8. The structure and purpose of the Public Health Outcomes Framework

8.1 We welcome the focus the new Public Health Framework will place on preventative services and shared responsibility with other services for reducing health inequalities. Many of the complex health needs experienced by homeless people can be improved through more targeted and earlier interventions which the new public health framework could drive forward.

8.2 It is essential, however, that the existence of a separate framework for public health does not prevent other key players in the health system for taking responsibility for preventative approaches to health. The proposed framework for the NHS is a far more clinically driven framework. However we know that a holistic approach more often championed in public health is often most effective to improve people’s health.

8.3 To be a success therefore, we think greater steps are needed to align the Public Health Outcomes Framework with the NHS Outcomes Framework and the proposed social care outcomes measures. They must be understood and shared across each function. Each must take responsibility for preventative services and have an appreciation of the wilder determinants of health, rather than this be the sole domain of Public Health.

8.4 We welcome much of the proposed domains and indicators. However, to capture reduction in inequalities the framework must measure outcomes of more vulnerable and ‘hard to reach’ population groups. There must be provision to disaggregate this information by at-risk groups who are known to experience poorer health. A flag in the data systems to record homelessness would help provide this analysis.

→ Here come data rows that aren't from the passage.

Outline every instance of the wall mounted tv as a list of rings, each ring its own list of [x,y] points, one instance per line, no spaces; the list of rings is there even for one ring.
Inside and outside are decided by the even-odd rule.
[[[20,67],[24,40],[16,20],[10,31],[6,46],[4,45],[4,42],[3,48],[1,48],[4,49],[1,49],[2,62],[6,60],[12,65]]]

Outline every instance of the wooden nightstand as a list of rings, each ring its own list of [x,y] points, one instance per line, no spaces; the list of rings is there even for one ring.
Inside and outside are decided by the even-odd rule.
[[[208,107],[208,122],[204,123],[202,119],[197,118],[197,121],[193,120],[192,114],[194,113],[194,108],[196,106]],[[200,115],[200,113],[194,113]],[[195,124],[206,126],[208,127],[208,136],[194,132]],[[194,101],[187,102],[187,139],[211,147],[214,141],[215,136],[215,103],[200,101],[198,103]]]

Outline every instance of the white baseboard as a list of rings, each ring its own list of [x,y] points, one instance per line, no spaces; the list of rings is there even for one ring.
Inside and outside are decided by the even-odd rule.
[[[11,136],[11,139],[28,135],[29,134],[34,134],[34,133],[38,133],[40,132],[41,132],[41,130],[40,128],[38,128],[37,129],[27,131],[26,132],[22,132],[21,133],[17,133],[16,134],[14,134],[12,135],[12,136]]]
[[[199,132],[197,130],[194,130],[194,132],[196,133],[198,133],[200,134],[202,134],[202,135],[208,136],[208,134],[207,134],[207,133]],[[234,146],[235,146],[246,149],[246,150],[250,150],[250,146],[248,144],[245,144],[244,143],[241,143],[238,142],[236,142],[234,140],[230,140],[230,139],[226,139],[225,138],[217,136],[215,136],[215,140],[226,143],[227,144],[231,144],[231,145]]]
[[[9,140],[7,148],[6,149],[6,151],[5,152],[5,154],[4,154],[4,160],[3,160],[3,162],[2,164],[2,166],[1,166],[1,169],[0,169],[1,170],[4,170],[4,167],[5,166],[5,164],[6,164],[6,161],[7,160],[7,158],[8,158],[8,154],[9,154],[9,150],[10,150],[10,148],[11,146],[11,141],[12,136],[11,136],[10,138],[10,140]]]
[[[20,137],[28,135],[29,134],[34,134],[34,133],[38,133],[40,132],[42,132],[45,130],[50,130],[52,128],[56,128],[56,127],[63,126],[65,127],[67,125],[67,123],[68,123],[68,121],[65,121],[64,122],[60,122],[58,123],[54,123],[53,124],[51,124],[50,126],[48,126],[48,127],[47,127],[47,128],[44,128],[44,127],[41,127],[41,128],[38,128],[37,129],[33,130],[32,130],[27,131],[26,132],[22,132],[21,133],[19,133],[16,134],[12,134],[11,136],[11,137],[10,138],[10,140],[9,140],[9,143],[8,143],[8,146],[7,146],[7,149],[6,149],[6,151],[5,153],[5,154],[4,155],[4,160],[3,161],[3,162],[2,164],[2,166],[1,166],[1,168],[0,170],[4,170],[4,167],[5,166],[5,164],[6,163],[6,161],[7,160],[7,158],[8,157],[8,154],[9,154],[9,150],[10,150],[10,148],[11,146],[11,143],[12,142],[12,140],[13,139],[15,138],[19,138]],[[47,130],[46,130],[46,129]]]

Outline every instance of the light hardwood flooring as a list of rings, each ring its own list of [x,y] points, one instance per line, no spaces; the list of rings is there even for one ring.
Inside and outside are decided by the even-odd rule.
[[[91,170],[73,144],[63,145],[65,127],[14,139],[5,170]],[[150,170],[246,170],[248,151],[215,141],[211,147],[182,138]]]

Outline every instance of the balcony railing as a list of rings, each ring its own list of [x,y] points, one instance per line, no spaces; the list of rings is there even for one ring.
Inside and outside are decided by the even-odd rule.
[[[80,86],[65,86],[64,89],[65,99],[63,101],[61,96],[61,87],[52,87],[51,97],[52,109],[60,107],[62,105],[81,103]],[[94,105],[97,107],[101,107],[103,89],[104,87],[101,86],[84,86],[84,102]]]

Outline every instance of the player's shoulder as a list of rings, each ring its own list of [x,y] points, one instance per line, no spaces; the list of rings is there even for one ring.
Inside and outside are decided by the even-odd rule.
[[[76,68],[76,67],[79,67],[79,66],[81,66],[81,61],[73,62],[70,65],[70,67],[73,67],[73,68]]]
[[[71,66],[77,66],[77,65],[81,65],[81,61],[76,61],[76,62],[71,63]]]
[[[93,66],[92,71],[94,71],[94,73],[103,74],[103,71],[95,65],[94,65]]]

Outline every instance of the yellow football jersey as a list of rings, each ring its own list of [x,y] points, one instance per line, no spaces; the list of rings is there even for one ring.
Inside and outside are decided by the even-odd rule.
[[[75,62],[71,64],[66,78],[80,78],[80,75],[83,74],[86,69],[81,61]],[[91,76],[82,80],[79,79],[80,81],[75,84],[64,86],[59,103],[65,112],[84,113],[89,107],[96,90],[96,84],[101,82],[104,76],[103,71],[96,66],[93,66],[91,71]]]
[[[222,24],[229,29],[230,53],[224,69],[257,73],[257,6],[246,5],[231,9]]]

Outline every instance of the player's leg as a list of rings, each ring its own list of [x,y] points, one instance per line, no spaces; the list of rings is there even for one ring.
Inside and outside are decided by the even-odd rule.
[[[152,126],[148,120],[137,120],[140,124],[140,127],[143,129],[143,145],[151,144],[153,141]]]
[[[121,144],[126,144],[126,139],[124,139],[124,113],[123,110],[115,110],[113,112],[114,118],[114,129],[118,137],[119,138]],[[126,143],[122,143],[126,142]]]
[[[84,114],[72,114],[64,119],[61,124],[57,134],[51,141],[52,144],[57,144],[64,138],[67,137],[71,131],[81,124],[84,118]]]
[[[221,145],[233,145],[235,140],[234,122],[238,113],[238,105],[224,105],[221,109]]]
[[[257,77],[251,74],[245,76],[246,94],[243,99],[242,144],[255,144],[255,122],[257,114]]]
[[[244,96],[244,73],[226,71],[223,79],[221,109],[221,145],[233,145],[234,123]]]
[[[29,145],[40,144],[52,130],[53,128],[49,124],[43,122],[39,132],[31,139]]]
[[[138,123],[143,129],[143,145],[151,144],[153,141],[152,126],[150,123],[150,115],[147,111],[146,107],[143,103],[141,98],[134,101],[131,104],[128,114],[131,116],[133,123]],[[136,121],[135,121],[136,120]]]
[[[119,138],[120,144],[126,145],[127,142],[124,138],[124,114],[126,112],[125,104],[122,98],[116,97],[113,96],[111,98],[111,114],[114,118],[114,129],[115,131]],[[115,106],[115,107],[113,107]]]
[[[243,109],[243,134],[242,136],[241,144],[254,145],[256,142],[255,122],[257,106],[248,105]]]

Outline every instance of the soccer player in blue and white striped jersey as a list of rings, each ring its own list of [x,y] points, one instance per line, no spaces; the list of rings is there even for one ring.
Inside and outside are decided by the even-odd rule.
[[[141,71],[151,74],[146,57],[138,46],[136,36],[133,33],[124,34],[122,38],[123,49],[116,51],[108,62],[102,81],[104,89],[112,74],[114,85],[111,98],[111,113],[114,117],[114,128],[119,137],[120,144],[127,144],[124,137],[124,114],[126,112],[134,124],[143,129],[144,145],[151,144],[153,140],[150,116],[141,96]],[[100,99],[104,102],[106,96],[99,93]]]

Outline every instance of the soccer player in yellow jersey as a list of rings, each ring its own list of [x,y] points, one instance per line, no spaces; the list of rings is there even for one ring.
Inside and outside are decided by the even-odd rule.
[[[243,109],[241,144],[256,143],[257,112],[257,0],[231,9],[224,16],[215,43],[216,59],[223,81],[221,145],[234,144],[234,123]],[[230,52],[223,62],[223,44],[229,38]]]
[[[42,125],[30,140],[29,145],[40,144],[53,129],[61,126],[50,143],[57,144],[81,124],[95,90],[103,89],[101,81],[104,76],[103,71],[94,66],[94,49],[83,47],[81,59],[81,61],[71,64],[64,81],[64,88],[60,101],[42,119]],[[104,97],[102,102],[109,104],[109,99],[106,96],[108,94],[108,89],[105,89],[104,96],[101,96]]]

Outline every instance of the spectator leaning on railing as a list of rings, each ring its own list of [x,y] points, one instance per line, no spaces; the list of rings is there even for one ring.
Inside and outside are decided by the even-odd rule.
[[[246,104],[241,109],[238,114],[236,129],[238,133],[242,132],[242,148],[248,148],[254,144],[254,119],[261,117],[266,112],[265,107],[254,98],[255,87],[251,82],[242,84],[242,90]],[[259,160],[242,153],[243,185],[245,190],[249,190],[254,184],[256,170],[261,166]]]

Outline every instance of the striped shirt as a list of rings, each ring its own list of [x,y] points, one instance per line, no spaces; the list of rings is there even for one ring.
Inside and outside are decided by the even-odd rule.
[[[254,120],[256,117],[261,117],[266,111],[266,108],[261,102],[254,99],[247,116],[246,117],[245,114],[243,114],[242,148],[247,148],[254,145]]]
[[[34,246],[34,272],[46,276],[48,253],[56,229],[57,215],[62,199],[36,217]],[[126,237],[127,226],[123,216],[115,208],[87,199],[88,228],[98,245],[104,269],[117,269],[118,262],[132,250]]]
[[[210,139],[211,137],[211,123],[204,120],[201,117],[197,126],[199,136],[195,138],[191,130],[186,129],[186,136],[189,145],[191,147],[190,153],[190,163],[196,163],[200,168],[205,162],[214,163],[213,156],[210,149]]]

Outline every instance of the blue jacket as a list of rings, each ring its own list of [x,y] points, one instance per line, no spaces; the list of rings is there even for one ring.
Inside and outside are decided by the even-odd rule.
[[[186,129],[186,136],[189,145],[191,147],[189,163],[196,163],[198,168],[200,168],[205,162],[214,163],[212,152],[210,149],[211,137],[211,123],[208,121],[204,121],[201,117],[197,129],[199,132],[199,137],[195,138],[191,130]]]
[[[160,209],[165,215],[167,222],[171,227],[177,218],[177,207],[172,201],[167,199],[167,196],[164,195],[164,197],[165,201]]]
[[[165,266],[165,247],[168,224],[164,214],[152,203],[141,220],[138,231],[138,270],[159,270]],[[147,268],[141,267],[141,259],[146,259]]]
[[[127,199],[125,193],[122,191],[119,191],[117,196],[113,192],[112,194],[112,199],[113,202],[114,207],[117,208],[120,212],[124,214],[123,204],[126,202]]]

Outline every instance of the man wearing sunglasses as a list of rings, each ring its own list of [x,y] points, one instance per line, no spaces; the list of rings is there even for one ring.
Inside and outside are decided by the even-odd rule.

9. Arrangements for funding public health services (including the Health Premium)

9.1 The health premium should not be viewed as the sole incentive for reducing inequalities which is a fundamental aim of public health. As such, the health premium should be designed to encourage local authorities and their partners to address areas of more acute inequality which may require additional resources or more targeted interventions. It should not be designed as a proxy for reducing inequalities across all areas of health improvement.

9.2 The formula should consider the variation in the “baseline” of need in an area: levels of need vary and change depending on the wider determinants (levels of unemployment, levels of affordable accommodation, etc) and these changes must be considered and reconsidered when measuring progress over time; and the longer term nature of progress for some public health improvement areas. Areas should not be punished or dis-incentivised for offering services which do not offer a quick fix but instead achieve outcomes over a longer period of time.